Klöckner & Co, based in Germany, plans to divest parts of its European commodity distribution business, receiving an offer from Spain's Hierros Añon S.A. for country organizations in France, the UK, the Netherlands, and Belgium. This strategic move aims to focus on higher value-added services, reducing exposure to volatile markets. The proposed sale aligns with Klöckner & Co's commitment to sustained profitability and future growth.
Klöckner & Co, headquartered in Duisburg, Germany, has unveiled a strategic decision to sell segments of its European commodity distribution business. An irrevocable offer from Spain's Hierros Añon S.A. has been received, encompassing the acquisition of country organizations in France, the United Kingdom, the Netherlands, and Belgium. This move signifies Klöckner & Co's commitment to refining its portfolio and intensifying its focus on higher value-added business ventures.

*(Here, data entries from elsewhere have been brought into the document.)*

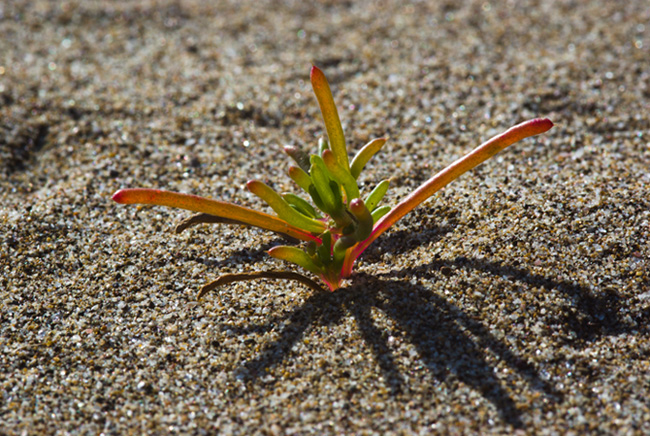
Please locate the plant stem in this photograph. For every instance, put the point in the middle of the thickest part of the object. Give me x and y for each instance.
(453, 171)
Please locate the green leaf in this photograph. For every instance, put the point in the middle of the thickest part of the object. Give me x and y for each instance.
(377, 194)
(342, 175)
(321, 180)
(364, 219)
(211, 207)
(298, 155)
(364, 155)
(301, 178)
(380, 212)
(301, 204)
(295, 255)
(325, 250)
(322, 145)
(330, 116)
(284, 209)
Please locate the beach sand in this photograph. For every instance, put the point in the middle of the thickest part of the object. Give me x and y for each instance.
(516, 300)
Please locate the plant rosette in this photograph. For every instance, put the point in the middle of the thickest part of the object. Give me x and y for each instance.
(332, 222)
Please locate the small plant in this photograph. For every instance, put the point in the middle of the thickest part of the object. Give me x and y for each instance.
(343, 223)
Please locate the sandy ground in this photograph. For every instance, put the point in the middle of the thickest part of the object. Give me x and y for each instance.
(517, 300)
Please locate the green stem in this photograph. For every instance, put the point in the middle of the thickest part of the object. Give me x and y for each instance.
(453, 171)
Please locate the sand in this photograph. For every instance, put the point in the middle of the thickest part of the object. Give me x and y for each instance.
(516, 300)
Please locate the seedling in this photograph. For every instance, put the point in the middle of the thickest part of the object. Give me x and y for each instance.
(339, 223)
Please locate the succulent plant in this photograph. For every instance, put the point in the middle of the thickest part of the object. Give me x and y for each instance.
(333, 221)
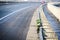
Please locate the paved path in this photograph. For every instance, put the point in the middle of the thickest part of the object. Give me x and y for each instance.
(49, 33)
(32, 33)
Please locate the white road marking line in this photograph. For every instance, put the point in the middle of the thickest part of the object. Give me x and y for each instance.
(14, 12)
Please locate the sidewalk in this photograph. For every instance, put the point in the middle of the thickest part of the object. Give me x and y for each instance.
(32, 33)
(49, 33)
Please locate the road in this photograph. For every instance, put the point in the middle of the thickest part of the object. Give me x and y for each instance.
(15, 20)
(52, 20)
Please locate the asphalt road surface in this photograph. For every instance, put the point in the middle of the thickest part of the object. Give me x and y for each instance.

The Management Board emphasizes the prioritization of businesses offering higher value-added products and services along the customer value chain, including processing and fabrication services. Such ventures boast higher profitability and more stable demand, attributed to long-term contractual relationships and strong customization. This strategic sale is positioned to significantly decrease the company's reliance on volatile commodity markets.
Post-transaction, Klöckner & Co will concentrate on its most substantial markets, emphasizing growth in North America and its attractive European activities in Germany, Austria, and Switzerland (DACH). Guido Kerkhoff, CEO of Klöckner & Co SE, views this move as a pivotal step in focusing on less volatile, higher value-added businesses, aligning with the company's ongoing portfolio optimization.

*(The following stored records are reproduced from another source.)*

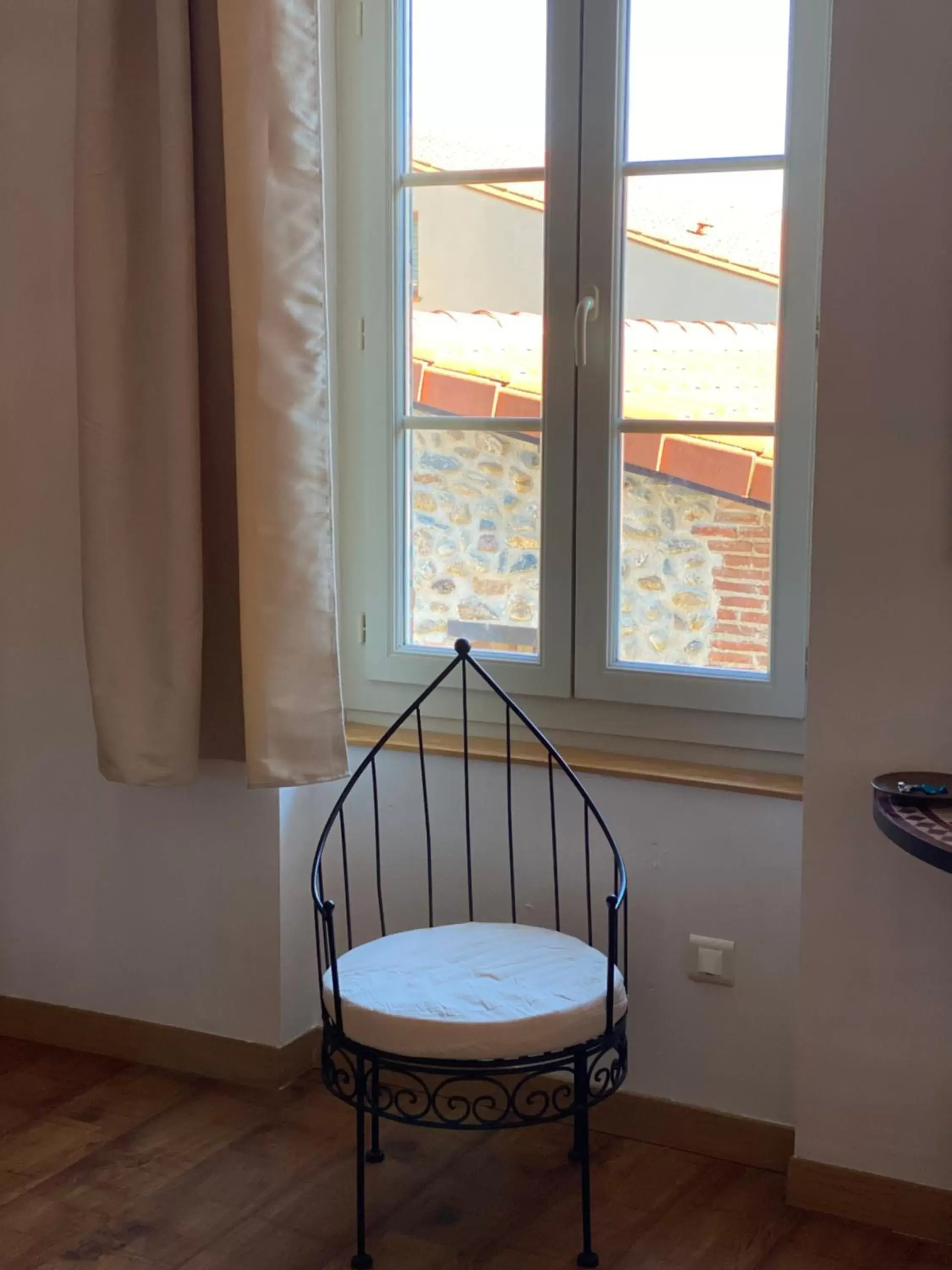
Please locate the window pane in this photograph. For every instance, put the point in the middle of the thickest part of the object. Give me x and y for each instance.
(478, 287)
(474, 540)
(701, 293)
(693, 585)
(707, 78)
(478, 92)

The country organizations in France, the United Kingdom, the Netherlands, and Belgium currently employ approximately 1,500 people, contributing €621 million in sales during the first nine months of 2023. This accounts for around 10% of Klöckner & Co's total sales volume. Despite a negative EBITDA of €19 million in the same period, the proposed sale is expected to have a considerably positive impact on Group EBITDA from 2024 onwards.
While the transaction anticipates a one-time negative effect on Group equity of approximately €210 million, the equity ratio of the remaining Group is expected to rise to approximately 51%. Furthermore, Klöckner & Co is projected to generate over 50% of its sales in North America post-closing.

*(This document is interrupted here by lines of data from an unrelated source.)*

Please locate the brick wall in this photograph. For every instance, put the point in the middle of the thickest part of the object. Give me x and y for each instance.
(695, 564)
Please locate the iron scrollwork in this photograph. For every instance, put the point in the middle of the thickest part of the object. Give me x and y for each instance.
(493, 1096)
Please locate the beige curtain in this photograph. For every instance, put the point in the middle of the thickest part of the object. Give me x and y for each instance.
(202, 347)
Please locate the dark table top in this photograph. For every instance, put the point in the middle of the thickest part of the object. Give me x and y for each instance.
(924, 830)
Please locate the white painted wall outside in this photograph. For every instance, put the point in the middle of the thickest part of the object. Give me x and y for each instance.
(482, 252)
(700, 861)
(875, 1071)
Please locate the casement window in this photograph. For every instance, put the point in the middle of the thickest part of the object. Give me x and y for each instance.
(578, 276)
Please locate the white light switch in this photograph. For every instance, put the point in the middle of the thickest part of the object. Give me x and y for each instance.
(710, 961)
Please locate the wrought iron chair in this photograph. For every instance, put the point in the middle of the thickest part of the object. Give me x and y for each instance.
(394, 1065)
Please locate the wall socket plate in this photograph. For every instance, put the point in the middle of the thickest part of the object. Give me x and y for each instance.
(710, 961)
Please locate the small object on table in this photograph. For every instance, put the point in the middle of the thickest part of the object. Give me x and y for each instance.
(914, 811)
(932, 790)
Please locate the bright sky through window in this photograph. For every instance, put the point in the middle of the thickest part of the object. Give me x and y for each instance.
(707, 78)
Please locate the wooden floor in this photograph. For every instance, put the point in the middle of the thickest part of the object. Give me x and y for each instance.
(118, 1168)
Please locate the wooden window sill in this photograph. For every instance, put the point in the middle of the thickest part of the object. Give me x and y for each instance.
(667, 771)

The proposed transaction is subject to information and consultation procedures with relevant employee representative bodies, customary regulatory approvals, and closing conditions. If accepted, the closing is anticipated to occur in the first half of 2024.
In conclusion, Klöckner & Co's decision to divest parts of its European commodity distribution business marks a strategic shift toward higher value-added services. The offer from Hierros Añon S.A. for country organizations in four European nations aligns with the company's commitment to sustained profitability and future growth. By concentrating on less volatile business segments, Klöckner & Co aims to optimize its portfolio and enhance its focus on strategic markets, particularly in North America.